Estou pregando a Revolução? Nem é preciso, amigos. Fato é que, à luz dos acontecimentos dos últimos anos, os jornais impressos observam em pânico, da sacada de um Versalhes digital, o perigo se aproximar. E se movimentam na penumbra, em passos minuciosamente estudados, cuidando para não disparar um novo “se não tem pão, sirvam brioches”. É feia a coisa.

De um lado, uma questão ancestral, que nos remete à era moderna do jornalismo: antes da web, não havia opção se eu quisesse consumir informação confiável. Era preciso pagar para ter acesso à apuração bem feita, ao texto claro e inteligente. Pagávamos sem pensar, e ao longo das últimas cinco décadas virou fato do dia-a-dia do cidadão do mundo inteiro comprar um jornal. Vai-se à banca de manhã cedo ou o exemplar é depositado na porta de casa, antes do café da manhã. Em troca, dinheiro, e ponto final.

Do outro lado, as versões online dos jornais surgiram com a web, começando a rivalizar com as de papel. Tentativas foram feitas para se cobrar pelo conteúdo, mas o público chiou. Vieram os blogs e os jornais foram obrigados, com o tempo, a entendê-los e até a contá-los como ferramenta de trabalho. A notícia, agora, circulava em bilhões de minúsculos pedaços, em uma realidade virtual em que o controle da informação começava a escorrer por entre os dedos.

No momento em que as grandes empresas começavam a pensar, ainda aturdidas, em um novo modelo de negócios em que a notícia ao menos pudesse encontrar nas grifes jornalísticas ? e em tudo o que isso significa ? uma base sólida que justificasse ser trocada por dinheiro, veio a Crise. E tudo começou a ruir.

Graves questões vêm à tona. Se não estamos mais no alvorecer do ciberespaço, mas no fim da infância da web, e neste cenário encontro, sim, informação confiável espalhada pelos mil cantos da Rede, por que tenho que pagar pelo meu jornal? Afinal ? e aí ressurge a principal questão, vinda do início da era do jornal pago ? é a junção notícia/publicidade que mantém um jornal vivo e um produto nas prateleiras, não é? Foi desta troca que surgiu o modelo de negócios de sucesso que sobrevive até hoje.

Mas, pare e pense: se um produto quer ser visto, por que *eu* devo pagar por um veículo que ?transporta? este anúncio e tantos outros? Se o produto quer visibilidade, ora bolas, que o jornal me seja oferecido de graça! O anunciante paga o espaço ao jornal ? aí sem faz sentido ? mas ele me chega gratuitamente.

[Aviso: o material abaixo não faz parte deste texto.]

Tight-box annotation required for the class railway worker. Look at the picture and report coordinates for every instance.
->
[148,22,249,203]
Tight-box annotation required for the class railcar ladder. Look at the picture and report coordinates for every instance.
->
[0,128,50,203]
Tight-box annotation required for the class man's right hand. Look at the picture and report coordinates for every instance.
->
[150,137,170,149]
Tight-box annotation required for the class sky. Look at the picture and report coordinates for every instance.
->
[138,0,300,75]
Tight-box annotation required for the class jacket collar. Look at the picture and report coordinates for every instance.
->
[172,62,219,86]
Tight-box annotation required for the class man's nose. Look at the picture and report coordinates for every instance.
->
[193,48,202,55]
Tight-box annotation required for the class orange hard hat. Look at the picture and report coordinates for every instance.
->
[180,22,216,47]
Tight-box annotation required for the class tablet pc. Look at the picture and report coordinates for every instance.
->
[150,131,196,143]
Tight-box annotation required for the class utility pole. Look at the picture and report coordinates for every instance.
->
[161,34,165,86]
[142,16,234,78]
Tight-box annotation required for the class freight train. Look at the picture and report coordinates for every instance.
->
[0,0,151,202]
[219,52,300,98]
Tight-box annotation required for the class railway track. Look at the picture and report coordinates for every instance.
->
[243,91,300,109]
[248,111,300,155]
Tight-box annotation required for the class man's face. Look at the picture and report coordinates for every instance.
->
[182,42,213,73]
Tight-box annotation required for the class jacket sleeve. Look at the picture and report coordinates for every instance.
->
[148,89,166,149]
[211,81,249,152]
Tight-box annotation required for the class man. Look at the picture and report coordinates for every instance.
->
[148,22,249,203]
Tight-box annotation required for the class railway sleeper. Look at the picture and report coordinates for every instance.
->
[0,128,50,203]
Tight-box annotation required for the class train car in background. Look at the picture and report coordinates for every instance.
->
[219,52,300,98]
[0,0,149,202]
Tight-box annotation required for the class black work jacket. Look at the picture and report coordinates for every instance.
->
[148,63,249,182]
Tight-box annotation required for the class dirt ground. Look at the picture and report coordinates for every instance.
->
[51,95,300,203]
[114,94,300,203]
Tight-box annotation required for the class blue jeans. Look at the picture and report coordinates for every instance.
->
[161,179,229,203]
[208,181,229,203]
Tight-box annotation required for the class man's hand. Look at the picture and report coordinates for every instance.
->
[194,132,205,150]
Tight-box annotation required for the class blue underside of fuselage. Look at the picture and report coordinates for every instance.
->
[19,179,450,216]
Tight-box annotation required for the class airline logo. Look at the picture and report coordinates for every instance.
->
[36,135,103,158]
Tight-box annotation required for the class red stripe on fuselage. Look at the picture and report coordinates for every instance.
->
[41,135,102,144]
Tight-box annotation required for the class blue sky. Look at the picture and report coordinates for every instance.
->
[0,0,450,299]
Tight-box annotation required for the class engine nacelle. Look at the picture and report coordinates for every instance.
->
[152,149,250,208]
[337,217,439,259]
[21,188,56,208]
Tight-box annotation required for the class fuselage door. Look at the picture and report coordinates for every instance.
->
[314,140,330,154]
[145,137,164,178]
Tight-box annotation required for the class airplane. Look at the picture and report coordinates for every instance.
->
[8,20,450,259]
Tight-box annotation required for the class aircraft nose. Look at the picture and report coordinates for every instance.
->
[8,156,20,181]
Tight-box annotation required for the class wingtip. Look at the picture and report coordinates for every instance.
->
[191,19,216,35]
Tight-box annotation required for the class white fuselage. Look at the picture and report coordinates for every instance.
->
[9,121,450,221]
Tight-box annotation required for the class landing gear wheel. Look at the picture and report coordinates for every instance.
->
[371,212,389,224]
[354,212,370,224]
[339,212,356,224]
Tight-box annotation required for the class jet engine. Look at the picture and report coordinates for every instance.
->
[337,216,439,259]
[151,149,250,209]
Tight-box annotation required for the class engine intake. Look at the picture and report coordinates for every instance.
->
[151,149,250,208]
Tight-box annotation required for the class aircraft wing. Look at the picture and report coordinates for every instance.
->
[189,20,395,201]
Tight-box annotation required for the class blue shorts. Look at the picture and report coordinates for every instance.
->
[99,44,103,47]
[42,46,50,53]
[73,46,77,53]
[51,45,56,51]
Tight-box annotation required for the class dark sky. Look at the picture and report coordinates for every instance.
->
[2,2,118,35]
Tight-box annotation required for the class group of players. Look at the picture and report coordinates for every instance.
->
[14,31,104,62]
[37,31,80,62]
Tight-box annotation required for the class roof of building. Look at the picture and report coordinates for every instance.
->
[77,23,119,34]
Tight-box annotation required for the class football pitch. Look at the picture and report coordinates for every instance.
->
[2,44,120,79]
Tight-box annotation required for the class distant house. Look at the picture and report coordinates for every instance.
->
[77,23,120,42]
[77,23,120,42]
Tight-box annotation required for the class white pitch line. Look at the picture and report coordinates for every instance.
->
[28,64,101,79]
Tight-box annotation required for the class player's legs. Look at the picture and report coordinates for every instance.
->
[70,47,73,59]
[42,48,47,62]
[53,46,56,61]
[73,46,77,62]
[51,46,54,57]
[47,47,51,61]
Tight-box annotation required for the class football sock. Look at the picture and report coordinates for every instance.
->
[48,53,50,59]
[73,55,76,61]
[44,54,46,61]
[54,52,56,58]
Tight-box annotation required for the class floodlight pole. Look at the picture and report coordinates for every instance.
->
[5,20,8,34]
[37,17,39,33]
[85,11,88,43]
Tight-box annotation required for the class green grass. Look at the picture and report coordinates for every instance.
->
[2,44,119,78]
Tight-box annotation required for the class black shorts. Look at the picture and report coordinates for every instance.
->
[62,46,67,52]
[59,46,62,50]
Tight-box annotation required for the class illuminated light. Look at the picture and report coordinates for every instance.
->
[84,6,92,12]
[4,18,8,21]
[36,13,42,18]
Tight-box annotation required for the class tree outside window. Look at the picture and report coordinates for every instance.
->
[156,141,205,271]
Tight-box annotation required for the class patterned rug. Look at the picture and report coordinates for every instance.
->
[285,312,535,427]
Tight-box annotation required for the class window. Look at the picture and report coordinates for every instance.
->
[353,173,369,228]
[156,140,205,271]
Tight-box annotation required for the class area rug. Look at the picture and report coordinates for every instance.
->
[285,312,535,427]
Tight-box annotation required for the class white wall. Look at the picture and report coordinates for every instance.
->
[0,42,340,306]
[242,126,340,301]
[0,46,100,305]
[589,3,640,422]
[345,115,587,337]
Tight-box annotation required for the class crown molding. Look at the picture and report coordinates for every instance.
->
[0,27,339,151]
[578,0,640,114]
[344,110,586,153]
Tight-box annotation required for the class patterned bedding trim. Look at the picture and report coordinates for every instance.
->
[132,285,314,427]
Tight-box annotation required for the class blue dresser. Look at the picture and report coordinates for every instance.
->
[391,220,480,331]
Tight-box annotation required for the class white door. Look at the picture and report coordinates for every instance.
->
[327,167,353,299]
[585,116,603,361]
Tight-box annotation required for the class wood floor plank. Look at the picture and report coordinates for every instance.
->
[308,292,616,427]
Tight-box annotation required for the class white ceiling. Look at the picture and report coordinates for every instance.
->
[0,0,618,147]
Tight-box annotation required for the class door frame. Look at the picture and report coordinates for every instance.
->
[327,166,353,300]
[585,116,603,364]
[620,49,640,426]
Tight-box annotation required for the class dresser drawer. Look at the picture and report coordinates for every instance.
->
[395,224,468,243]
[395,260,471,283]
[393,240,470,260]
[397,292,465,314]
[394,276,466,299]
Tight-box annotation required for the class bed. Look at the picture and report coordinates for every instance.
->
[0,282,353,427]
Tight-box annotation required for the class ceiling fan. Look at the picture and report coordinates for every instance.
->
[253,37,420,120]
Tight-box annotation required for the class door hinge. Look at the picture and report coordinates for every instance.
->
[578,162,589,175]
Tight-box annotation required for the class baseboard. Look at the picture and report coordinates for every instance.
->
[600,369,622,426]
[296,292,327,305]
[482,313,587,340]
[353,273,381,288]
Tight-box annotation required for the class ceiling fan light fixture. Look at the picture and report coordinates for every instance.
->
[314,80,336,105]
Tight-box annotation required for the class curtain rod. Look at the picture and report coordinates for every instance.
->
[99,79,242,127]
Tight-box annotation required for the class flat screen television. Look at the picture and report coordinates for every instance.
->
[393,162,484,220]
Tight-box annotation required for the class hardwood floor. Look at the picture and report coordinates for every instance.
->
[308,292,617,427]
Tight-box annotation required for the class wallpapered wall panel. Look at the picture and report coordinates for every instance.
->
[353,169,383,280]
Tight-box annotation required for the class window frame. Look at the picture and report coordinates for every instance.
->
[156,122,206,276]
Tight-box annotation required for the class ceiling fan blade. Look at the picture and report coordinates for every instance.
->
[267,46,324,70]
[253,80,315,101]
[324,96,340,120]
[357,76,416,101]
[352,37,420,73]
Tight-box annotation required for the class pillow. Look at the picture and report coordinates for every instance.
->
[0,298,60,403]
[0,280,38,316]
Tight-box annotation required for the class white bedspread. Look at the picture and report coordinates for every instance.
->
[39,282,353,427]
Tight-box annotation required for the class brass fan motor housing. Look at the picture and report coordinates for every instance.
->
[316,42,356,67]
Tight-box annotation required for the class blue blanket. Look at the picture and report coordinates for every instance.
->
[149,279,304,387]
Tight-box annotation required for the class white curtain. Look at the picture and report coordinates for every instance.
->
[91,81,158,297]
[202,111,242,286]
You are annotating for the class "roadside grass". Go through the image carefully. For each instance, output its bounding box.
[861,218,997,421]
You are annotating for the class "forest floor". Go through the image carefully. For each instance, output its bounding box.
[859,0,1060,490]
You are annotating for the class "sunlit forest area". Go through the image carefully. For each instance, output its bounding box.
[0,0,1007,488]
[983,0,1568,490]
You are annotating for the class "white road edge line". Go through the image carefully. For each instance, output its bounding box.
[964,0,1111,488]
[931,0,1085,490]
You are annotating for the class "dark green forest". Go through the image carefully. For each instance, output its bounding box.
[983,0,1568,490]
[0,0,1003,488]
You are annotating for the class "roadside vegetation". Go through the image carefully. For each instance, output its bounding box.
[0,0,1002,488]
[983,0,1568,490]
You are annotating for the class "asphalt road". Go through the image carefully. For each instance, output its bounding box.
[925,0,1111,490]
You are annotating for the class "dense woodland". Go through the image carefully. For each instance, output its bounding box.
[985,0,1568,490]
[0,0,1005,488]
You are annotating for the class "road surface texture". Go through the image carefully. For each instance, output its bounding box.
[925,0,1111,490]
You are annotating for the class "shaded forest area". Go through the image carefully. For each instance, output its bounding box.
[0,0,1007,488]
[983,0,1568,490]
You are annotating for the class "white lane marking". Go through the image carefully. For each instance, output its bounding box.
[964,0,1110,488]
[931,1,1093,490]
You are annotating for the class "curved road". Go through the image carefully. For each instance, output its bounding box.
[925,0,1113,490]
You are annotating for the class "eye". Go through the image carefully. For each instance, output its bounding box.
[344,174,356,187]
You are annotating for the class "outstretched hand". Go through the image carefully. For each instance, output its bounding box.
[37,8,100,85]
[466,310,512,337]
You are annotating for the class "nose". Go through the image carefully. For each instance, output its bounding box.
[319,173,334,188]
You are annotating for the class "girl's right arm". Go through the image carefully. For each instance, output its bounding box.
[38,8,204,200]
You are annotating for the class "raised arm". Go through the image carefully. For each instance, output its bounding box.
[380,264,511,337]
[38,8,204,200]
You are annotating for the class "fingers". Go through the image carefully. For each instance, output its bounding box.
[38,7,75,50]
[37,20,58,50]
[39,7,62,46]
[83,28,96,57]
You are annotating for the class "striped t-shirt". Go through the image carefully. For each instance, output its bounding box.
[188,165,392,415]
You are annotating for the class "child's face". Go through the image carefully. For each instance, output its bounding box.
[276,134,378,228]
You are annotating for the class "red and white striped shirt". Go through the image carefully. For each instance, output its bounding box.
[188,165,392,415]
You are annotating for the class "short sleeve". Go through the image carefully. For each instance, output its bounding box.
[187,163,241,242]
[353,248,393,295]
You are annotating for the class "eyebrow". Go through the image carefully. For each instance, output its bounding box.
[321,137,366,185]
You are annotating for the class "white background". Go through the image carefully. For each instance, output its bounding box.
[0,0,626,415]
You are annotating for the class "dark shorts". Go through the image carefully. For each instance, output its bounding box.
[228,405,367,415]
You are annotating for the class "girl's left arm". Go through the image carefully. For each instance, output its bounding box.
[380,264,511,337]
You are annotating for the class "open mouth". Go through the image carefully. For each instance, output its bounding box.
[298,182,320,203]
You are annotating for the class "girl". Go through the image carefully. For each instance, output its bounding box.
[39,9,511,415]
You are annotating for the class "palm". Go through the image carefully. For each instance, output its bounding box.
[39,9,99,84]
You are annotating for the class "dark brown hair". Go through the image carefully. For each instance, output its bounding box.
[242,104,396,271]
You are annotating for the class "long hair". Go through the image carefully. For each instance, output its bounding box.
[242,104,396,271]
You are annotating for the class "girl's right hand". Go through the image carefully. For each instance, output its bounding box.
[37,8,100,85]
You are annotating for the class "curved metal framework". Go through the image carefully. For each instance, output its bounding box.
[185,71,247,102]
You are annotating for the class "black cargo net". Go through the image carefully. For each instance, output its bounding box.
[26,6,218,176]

Ao longo de muito tempo, havia um conformismo (bastante incômodo) que justificava que se pagasse por um impresso: por mais que fizesse sentido a troca jornal/anunciante, não havia jeito para que se tivesse acesso à notícia de qualidade, era preciso pagar. Se não havia saída, era no próprio bolso que tínhamos que mexer, mesmo.

Em 2009, estas e outras questões não apenas vêm à tona, mas começam a incomodar seriamente ? a todos, a bem da verdade, e não apenas a jornais e anunciantes:

  • Já é possível um leitor confiar no que lê na internet, diariamente?
  • Teria chegado o momento de reproduzir gratuitamente na Rede tudo o que se paga para ler no jornal, e desistir de recriar na web o modelo do impresso?
  • No impresso, será que as empresas jornalísticas sobreviveriam sem as assinaturas, seria possível bancar a qualidade da notícia apenas com os valores dos anúncios?
  • Este novo modelo daria certo com empresas jornalísticas de médio e pequeno porte?
  • E, ponto mais preocupante, como sobreviveria o jornalista neste cenário?

Tantas questões, quanta incerteza. Por mais que saibamos que momentos de mudança pedem criatividade e jogo de cintura, será que ainda há tempo para negociar com quem que clama por novos paradigmas (o leitor), ou só resta, mesmo, um fim trágico para o jornal impresso e pago? [Webinsider]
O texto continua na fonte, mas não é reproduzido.